Para a proteção da vida da
humanidade, seria necessário um isolamento social rigoroso, com exceção dos
serviços verdadeiramente essenciais de abastecimento de alimentos, de saúde e
de transportes, até o advento da vacina contra o coronavírus. Apesar de a
humanidade possuir reservas suficientes para tanto, esse isolamento se revelou impossível
no capitalismo.
Trump, Johnson e Bolsonaro
atuaram como negacionistas da gravidade da crise sanitária e, assim, fizeram
com que EUA, Grã Bretanha e Brasil se tornassem responsáveis por metade das
mortes do planeta. São governos genocidas de seu próprio povo. A grande maioria
dos governos burgueses, porém, fez alguma demagogia social.
Muitos líderes políticos
declararam que a vida é mais importante que os lucros. Alguns realizaram, por
poucas semanas, alguma forma de isolamento social. Não poucos, inclusive, usaram
a justificativa das medidas necessárias contra a pandemia para atacar greves,
protestos populares e sufocar a resistência política social. Por isso, a luta
pelo controle sobre o isolamento social também faz parte da luta da classe
trabalhadora contra a burguesia, seu Estado e seus governos. Passado algum
tempo, porém, todos os governos trataram de proteger o capital da recessão
criada pelas medidas de isolamento social, ao custo da desproteção da vida e do
aumento dos números de contaminados e mortos.
Por mais que o comércio
virtual tenha disparado nos últimos meses, ele não supre as necessidades do
mercado capitalista.
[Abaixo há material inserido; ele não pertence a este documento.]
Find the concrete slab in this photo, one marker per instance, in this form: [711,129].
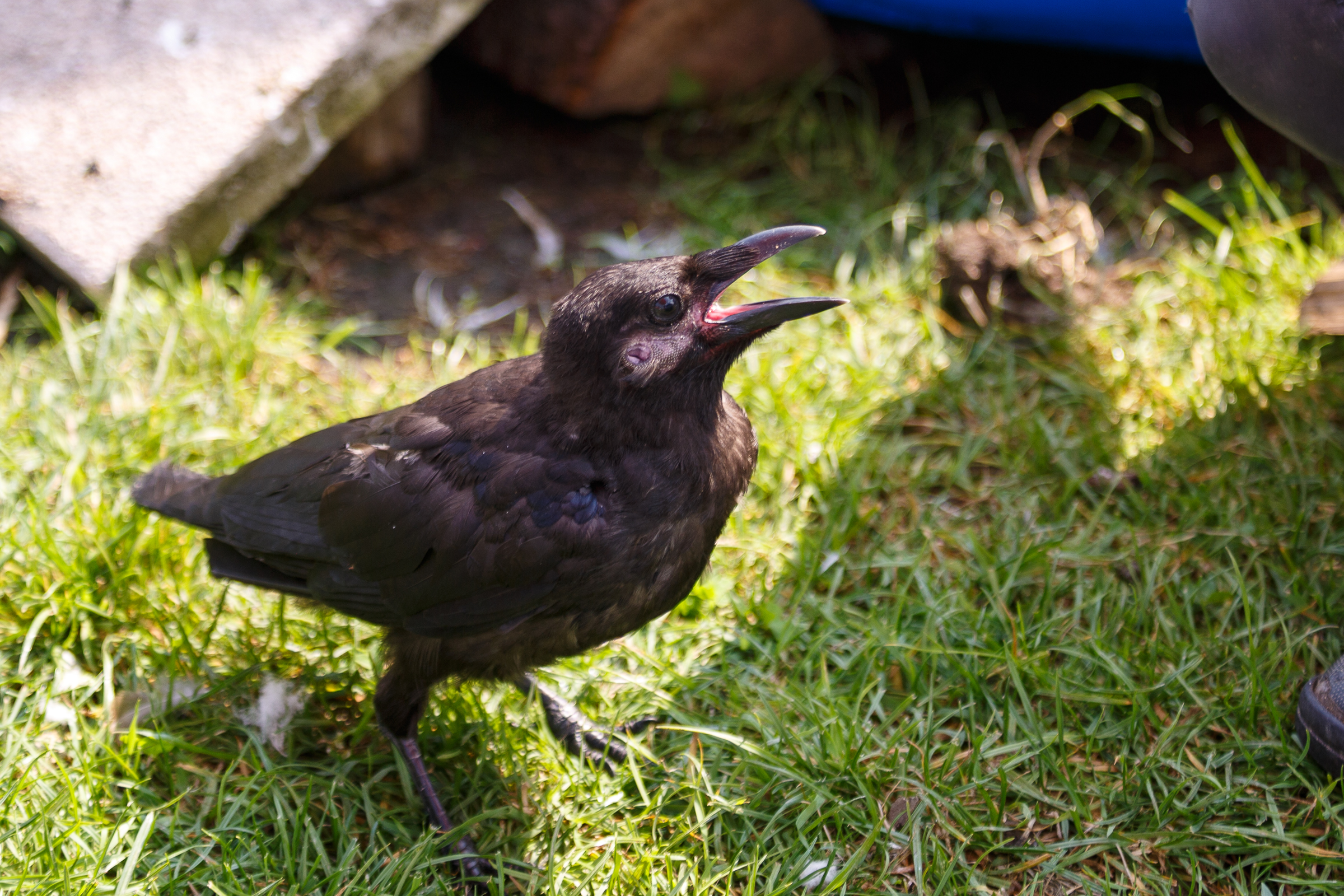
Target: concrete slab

A reabertura dos comércios se impôs, no auge da pandemia, mesmo
com os hospitais colapsados e mesmo que tal reabertura significasse a ampliação
do caos no sistema de saúde. A liberação começou quando até mesmo a Organização
Mundial da Saúde (OMS) alertou que o pior ainda estava por ocorrer. Nos EUA, a
reabertura do comércio foi fatal para a multiplicação do número de casos de infectados
e de mortes. Como registra o New York Times:
“O número de casos está aumentando em grande parte dos Estados Unidos, inclusive em vários estados que foram os primeiros a reabrir. Como o número de pessoas hospitalizadas e a porcentagem de pessoas positivas também estão aumentando em muitos desses locais, o aumento de casos não pode ser explicado apenas pelo aumento dos testes ... E enquanto alguns lugares reimpuseram restrições, outros continuam a reabrir suas economias... Em alguns estados que reabriram cedo, os níveis de casos aumentaram novamente.” (Coronavírus nos EUA: Últimos Mapas e Contagem de Casos).[1]
Não nos referimos a grande
maioria dos assalariados assediados a voltar ao trabalho, ainda mais sob a
chantagem do desemprego, multiplicado pela crise econômica agravada pela pandemia.
Não exigimos nenhuma parcimônia, dos que estavam confinados há semanas, no sentimento
de reencontrar-se com os amigos e amigas. Tampouco deve-se ter parcimônia em
relação ao próprio consumo individual ou familiar. “Os trabalhadores fizeram
tudo e podem destruir tudo, porque podem fazer tudo de novo”. Do mesmo modo, eles
têm direito a tudo, a todos os valores de uso. Há também uma boa parcela dos
trabalhadores conscientes que buscam preservar-se, ficando em casa o quanto
podem. A nenhum desses casos nos referiremos aqui. Aliás, sobre a parcimônia,
nos aliamos a Oscar Wilde que uma vez escreveu:
“Às vezes elogiam-se os pobres por serem parcimoniosos. Mas recomendar-lhes parcimônia é tão grotesco quanto insultuoso. É como aconselhar a um homem que esteja passando fome que coma menos. Que um trabalhador do campo ou da cidade usasse de parcimônia, seria absolutamente imoral. Um homem não deveria estar pronto a mostrar-se capaz de viver como um animal mal alimentado.” (A alma do homem sob o socialismo, 1891).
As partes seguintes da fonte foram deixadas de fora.